Kafanız hep şunlarla meşgul olacak:
“Un
bitti, tam buğday ununu geçtim, beyaz un bile olsa olur, nerede ne
kadar?”
“Süt
bitti, kimlik numaramın son rakamına göre, hangi gün nereden
alırım? Süt tozu da mı yok?”
“Bugün
bachakerolar (bire alıp ona satan aracılar) beni ne kadar
kazıkladı?” gibi.... Örnekler çoğaltılabilir.
Gıda
konusunda bir seneden sonra kafanızı farklı şekilde meşgul
ediyorsunuz. Ya biterse diye her bulduğunuzda en az 5 kilo alınca,
onları nasıl tüketebilirim boyutu biraz daha keyifli. Yemek
pişirmeyi çok sevdiğim için, onları tüketmeye dair fikirler
bulmakta zorlanmıyorum, yemekte ise hiç zorlanmıyorum.
Güvenlikle
ilgili örnek vermiyorum. Çünkü bir şey olmasın diye hafta içi
hiç dışarı çıkmıyorum.
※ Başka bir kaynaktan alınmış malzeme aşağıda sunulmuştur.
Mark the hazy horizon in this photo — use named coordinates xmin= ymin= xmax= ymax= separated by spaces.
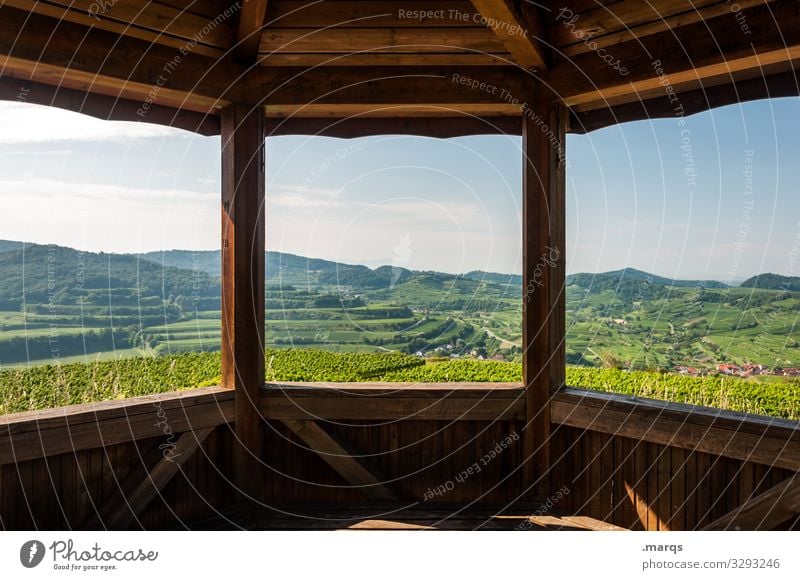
xmin=0 ymin=98 xmax=800 ymax=282
xmin=0 ymin=233 xmax=764 ymax=284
Haftasonu da alışverişe ya da yakın
bir parka gidiyoruz. Orada da pek iletişime geçmiyoruz yabancı
olduğumuz anlaşılmasın diye. Pratik yapma ortamımız sınırlı.
Yaşadığım
sitede yavaş yavaş konu komşu edindim. Ama bizdeki gibi içli
dışlı olmayı sevmiyorlar. Yani çağır çağır nereye kadar.
Yedirip içirmek değil mesele, bir kere de davet edilmek istiyor
insan. Belki de sevmemişlerdir bizi. Ne bileyim...
Oğlumu
parka indiriyorum akşamüstü. Genelde akranlarının anneleri
oluyor ya da hava almaya çıkan 65 yaş grubu. Konuşmaya dalmak
istiyorum. O konuda hiç çekinmem. Maksat iletişimse, ki
konuşamamaktan da dilimin şişmiş olduğu düşünülürse, tam
konuşucam, kulağıma alışverişte neyi ne kadara alıklarına
dair rakamlar çalınıyor. "Oço mil kiniyentos, de verdaaadd?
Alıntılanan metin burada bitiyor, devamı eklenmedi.